Besprochene Bücher / Literaturhinweise

Konservative heute haben Gründe genug zur Zufriedenheit; sollte man jedenfalls meinen. Der Sozialismus weltweit zerschlagen, und selbst die klassische Sozialdemokratie kaum mehr existent; das Militär als außenpolitisches Mittel etabliert, die Polizei gestärkt, der Sozialstaat dagegen weitgehend auf patriarchale Fürsorge zurechtgestutzt, verbunden mit einem stattlichen Arsenal von Zwangsmitteln; die Kategorie des nationalen Interesses mittlerweile fest verankert. Aber manche Konservative wussten lange schon oder bemerken jetzt, dass im Erfolg Gefahren liegen: denn er beruht nicht allein auf politischer Kontrolle, sondern mehr noch auf wirtschaftlicher Dynamik, die die Kontrolle zu unterlaufen droht.
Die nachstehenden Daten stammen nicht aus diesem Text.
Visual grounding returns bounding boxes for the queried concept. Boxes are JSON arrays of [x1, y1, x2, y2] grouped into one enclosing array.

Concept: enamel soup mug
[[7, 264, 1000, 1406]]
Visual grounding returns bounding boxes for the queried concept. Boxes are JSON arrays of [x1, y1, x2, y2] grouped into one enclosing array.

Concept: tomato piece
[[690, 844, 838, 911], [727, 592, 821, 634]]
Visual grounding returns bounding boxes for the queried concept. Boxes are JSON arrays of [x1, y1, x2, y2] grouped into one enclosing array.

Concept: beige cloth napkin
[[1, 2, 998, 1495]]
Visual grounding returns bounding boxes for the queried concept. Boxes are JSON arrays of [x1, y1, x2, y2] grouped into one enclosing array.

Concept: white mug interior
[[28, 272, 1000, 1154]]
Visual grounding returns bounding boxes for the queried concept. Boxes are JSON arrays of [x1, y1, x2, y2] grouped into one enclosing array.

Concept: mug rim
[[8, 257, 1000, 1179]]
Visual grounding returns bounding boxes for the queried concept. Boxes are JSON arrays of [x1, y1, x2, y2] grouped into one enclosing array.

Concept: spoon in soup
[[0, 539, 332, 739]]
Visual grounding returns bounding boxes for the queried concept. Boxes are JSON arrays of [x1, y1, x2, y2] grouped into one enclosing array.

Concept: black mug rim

Die Konkurrenz in der Globalisierung ist zwar hervorragendes Mittel, soziale Ansprüche und Forderungen nach demokratischer Partizipation zurückzuweisen; gleichzeitig unterminiert er nationale Kultur, staatliche Souveränität, moralische Werte, kurz: alles, was dem Konservativen am Herzen liegt.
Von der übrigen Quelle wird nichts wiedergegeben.